Cet essai, qui tend à l’ouvrage militant, publié en 2012, dénonce plusieurs industries (mode, cosmétiques et média) qui enferment les femmes dans des rôles subalternes et les empêchent de véritablement s’émanciper. L’auteure joue sur le double registre d’un discours sociologisant, à travers de multiples références à des travaux sociologiques, historiques et anthropologiques (principalement américains) et d’un discours médiatique où ses exemples sont tirés de publicité, de séries TV. Par rapport au corps, et à l’éloge de la maigreur dans la presse féminine, elle dépeint les conditions de travail des mannequins dans le monde de la mode et de la haute-couture. A travers cette exemple, elle souligne l’obsession de la beauté féminine et la pression permanente qui pèse sur le corps des femmes pour s’y conformer. Ce fait sociologique semble empiéter sur la santé psychologique des femmes occidentales et dénote un paradoxe contemporain où la femme doit rester une (petite) fille (lui ressembler physiquement) mais doit aussi faire preuve de sex-appel, être séductrice. La femme contrôle son corps et reste ainsi contrôlée par des impératifs esthétiques aliénants.
Quels que soient ses efforts pour se faire toute petite, une femme prend toujours trop de place.”
C’est un ouvrage stimulant car il attaque plusieurs industries qui renforcent l’aliénation de la femme, mais je l’ai trouvé aussi dérangeant. Il dérange par ce qu’il dénonce mais également dans le ton, les rapprochements que Mona Chollet fait. On sort de cette lecture avec un sentiment d’énervement. Vous êtes prévenu.e.s!

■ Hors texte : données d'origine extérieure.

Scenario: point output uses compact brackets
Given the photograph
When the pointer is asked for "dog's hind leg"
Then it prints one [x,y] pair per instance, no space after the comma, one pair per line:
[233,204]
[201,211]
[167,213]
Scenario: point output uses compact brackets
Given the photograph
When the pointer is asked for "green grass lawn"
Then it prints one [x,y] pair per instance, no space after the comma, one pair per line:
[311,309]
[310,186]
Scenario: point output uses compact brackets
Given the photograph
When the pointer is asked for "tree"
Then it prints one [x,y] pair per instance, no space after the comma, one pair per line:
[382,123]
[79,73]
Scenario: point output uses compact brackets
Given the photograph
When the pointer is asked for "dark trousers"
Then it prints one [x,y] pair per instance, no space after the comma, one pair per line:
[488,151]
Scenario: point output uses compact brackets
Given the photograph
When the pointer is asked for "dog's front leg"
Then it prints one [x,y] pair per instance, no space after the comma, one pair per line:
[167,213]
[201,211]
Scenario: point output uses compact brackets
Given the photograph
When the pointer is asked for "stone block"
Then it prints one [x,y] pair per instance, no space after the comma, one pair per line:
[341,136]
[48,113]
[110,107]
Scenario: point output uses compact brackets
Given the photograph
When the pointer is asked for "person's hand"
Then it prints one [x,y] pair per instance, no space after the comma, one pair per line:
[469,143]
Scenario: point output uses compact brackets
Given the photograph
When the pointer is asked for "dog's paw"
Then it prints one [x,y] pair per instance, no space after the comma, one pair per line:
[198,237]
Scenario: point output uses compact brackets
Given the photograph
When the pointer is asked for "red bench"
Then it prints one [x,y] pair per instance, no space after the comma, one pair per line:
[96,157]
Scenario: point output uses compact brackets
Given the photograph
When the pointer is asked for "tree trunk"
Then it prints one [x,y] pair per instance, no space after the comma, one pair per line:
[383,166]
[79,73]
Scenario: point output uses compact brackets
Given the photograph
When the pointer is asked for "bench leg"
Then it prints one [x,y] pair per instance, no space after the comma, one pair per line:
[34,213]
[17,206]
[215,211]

Le Corps n’oublie rien: Le cerveau, l’esprit et le corps dans la guérison du traumatisme
Bessel Van Der Kolk est un psychiatre Américain d’origine néerlandaise et professeur à la Boston University. Il a fondé un centre pour traiter les traumatismes à Brookline, Massachusetts. Pendant plus de quarante ans, il a travaillé avec des patients souffrants de Stress Post Traumatique, terme apparu aux Etats-Unis après la guerre du Vietnam.
Cet ouvrage s’adresse à tous les traumatisés mais pas que. Le psychiatre nous rappelle que si nous n’avons pas conscience d’avoir un jour subi un ou des événements traumatisants dans notre vie, la mémoire collective de la société et de notre corps (au niveau de nos cellules) fait que nous pouvons souffrir. Dans le cas d’un psychotraumatisme diagnostiqué, il nous explique comment le système nerveux s’est reconfiguré et handicape le patient qui doit recourir à une régularisation externe (médicaments, psychotoxique, relation de dépendance) pour contrôler leurs peurs “viscérales”. Dès lors que l’on est incapable d’exprimer nos émotions, le psychiatre note une déconnexion (une dépersonnalisation) et un développement de troubles somatiques. Plutôt que d’avoir recours à des traitements médicamenteux, il propose de “fraterniser avec son corps” et “d’entrer en contact avec soi et les autres.” Les “voies de la guérison” selon ce médecin passe toutes par le corps (qui est “porte parole”!). Le Yoga y est mentionné (ainsi que la méditation de pleine conscience) car il permet d’apprendre à habiter son corps en modifiant les variabilité de la fréquence cardiaque mais surtout en aidant les personnes à retrouver un meilleur rapport à leur corps.
La voie de la guérison est le chemin de la vie”
C’est un ouvrage de référence pour quiconque souhaite comprendre les connexions entre le corps et l’esprit. Bien que sur le sujet des traumatismes, c’est un livre plein d’espoir qui fait l’éloge du pouvoir de transformation et de résilience dont l’homme est capable.